目を閉じた頭の中に感知された存在が白い人影の様にイメージとして浮かび上がる。


(成程な……扉の向こうに二人いるのかそれも武器を持ってやがる)


『ガード』の魔法範囲化で感知できたように、その者達が武器を持っているというのも感知できる。
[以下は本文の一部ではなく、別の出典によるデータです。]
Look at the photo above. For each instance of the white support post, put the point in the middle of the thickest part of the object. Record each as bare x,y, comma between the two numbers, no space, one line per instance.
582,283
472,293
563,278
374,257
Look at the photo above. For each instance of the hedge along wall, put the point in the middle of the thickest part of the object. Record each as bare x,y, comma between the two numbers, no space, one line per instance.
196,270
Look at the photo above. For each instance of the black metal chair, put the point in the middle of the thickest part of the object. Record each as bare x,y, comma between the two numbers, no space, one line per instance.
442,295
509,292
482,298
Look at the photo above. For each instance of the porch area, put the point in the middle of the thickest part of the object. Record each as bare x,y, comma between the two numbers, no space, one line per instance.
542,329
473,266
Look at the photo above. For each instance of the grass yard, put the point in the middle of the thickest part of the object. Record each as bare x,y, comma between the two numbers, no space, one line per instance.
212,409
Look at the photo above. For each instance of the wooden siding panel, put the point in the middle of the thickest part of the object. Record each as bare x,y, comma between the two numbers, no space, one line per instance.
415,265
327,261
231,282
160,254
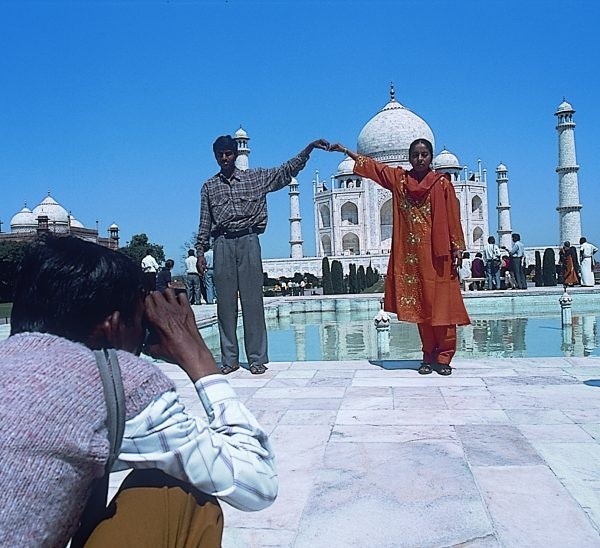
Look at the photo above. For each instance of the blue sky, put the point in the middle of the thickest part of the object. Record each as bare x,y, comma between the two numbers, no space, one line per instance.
113,106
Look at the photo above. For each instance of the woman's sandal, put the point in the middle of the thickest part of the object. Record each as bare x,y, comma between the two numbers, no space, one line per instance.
424,369
444,369
257,368
226,369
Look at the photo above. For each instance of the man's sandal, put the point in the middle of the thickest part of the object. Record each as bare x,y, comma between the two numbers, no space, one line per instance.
257,368
424,369
444,369
226,369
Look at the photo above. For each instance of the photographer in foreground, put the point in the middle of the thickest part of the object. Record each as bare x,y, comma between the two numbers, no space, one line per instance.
73,296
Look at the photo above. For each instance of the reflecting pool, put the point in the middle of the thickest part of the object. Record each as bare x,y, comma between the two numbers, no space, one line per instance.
351,335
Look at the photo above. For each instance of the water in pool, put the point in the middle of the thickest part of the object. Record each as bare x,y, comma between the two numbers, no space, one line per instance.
352,336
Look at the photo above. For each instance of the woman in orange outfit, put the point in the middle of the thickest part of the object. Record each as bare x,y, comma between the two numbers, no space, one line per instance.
422,285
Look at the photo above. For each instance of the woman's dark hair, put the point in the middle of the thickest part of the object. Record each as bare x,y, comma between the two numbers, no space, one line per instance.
66,286
421,142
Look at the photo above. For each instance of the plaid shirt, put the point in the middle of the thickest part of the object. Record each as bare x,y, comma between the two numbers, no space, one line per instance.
241,202
227,454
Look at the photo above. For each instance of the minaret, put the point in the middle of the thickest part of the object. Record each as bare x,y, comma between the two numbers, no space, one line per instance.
503,207
295,226
568,187
242,139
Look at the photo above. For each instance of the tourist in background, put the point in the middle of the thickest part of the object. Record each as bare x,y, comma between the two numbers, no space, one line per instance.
163,280
517,256
586,253
422,285
567,257
192,278
464,270
233,213
478,271
491,256
509,282
150,269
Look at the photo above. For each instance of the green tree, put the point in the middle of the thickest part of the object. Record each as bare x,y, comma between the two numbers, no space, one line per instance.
549,267
337,277
362,278
371,279
11,254
327,285
311,279
139,246
352,279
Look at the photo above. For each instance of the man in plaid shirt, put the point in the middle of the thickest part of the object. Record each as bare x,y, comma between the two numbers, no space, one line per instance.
233,212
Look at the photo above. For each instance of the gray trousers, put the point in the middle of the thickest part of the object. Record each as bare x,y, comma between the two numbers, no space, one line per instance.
238,268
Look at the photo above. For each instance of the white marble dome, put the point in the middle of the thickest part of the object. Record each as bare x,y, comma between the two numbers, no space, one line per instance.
241,134
75,223
565,107
388,135
346,166
51,208
446,160
24,220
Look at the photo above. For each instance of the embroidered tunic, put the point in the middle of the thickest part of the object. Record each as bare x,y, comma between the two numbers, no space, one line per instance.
421,285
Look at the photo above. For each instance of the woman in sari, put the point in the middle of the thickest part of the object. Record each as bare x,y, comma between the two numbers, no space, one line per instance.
570,264
422,285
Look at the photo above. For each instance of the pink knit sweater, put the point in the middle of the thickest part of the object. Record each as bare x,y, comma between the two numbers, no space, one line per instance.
53,441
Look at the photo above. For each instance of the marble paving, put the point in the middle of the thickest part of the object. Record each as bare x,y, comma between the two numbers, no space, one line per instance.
502,453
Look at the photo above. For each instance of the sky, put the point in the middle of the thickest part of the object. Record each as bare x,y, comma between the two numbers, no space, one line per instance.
112,107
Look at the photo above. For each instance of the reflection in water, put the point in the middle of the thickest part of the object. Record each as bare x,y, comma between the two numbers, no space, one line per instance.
352,336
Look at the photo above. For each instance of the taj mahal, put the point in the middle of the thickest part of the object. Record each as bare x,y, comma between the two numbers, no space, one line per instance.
353,215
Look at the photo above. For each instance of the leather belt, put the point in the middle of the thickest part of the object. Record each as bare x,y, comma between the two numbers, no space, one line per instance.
231,234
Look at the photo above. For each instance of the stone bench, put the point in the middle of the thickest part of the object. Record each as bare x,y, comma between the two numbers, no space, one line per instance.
466,282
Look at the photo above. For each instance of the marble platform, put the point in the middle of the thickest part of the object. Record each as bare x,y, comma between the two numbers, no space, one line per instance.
371,454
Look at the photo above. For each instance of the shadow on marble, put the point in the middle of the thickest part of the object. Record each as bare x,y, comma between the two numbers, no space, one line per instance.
393,495
392,365
496,445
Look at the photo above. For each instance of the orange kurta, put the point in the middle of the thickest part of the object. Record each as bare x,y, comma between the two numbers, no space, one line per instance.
421,285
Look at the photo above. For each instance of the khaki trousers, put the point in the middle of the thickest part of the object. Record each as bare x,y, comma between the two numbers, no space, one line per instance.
152,509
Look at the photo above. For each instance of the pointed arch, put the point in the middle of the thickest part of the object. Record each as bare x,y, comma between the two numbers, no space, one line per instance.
350,244
349,213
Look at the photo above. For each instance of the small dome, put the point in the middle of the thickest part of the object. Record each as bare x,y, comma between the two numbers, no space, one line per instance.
388,135
24,219
241,134
565,107
346,166
55,212
75,223
445,160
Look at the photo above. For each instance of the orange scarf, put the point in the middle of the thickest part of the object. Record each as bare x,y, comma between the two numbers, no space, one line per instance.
418,192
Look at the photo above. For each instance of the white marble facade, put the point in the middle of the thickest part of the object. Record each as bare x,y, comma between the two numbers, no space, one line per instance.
353,215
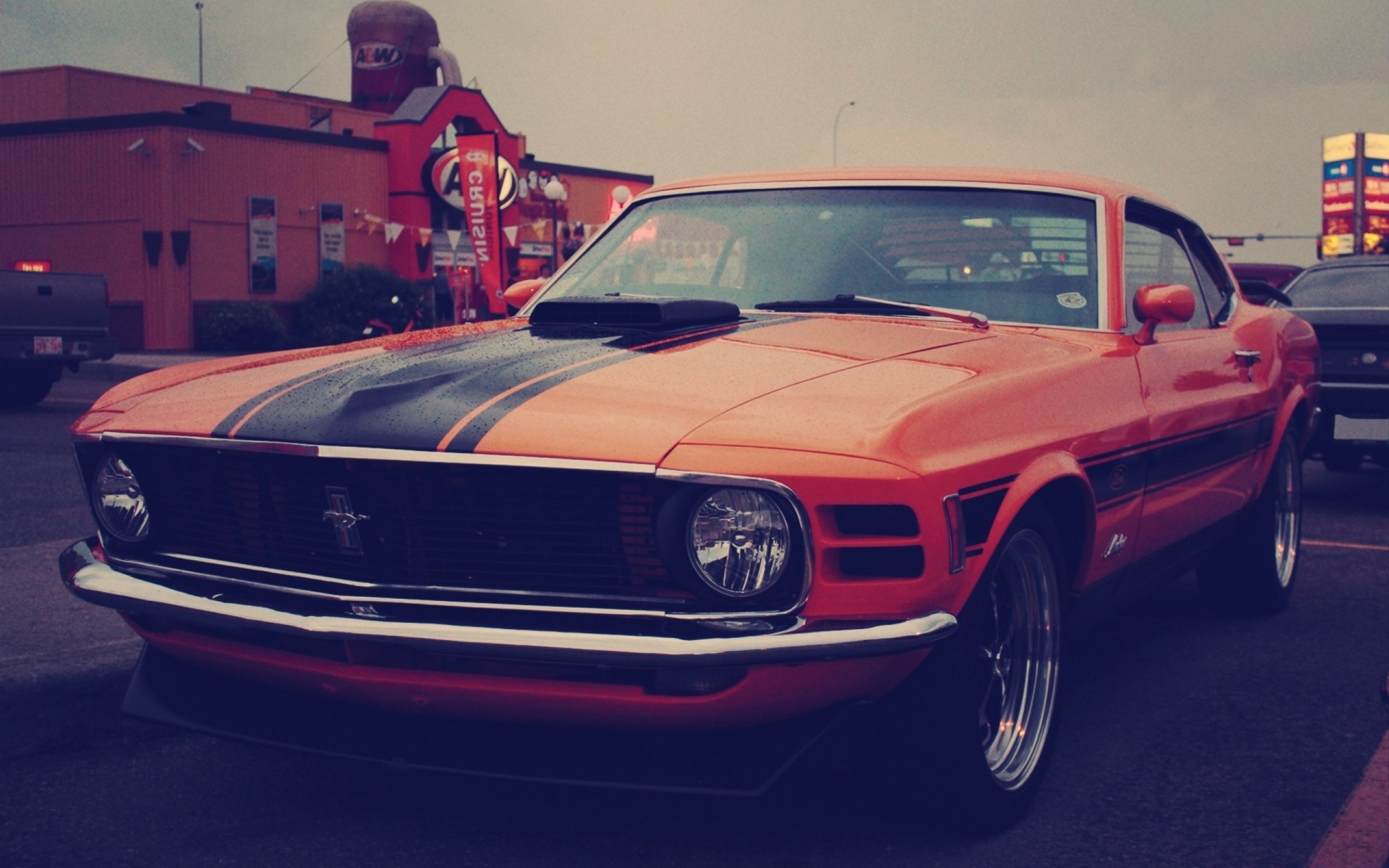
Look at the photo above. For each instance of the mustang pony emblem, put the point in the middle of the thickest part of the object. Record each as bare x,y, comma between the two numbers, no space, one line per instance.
343,520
つまり神官は下手なことは言わない方がいい……という事を言いたいのだろう。

って事は兵士か何かか。


……まぁ師匠の話ぐらいなら大丈夫だろうか?


「最近、この街に神官が来なかったか?」

「神官……ですか?」

「ああ、中年のおっさん神官なんだが……」


(名前は伏せてた方がいいだろう……奥にいる奴らが気になる)


「いえ、この街には神官は私だけですし僧侶はおりません。 大体街を訪れる者も……あ、そういえば昨日久しぶりに誰か来たとか……」


そこまで言って神官はハッと顔を上げる。


「もしかして貴方達が?」

「ああ、そうだ。 ちなみにわかる範囲で良いんだが……この国には神官や僧侶はどれくらい生き残っている?」

「……申し訳ございません。 存じ上げません。 ゾンビや魔族に襲われた者もいるようですが、私はこの街の兵士に助け出されそれからはここに……」


隣が貴族の屋敷、教会内にも兵士……魔族に対して警護の任も兼ねている感じか。



「分かった。 ありがとな、邪魔したぜ」


俺はそれだけ聞くと神官に背中を向ける。


(師匠の情報はなし……他の神官、僧侶も不明……か)


師匠はこの街に来ていないのか……どこに行ったんだよ! あのバカ師匠!!

こんなに俺を心配させやがって! ……早く会いてぇのに。


若い神官が見送る中、俺は潤む目を堪えて教会の外に出たのだった。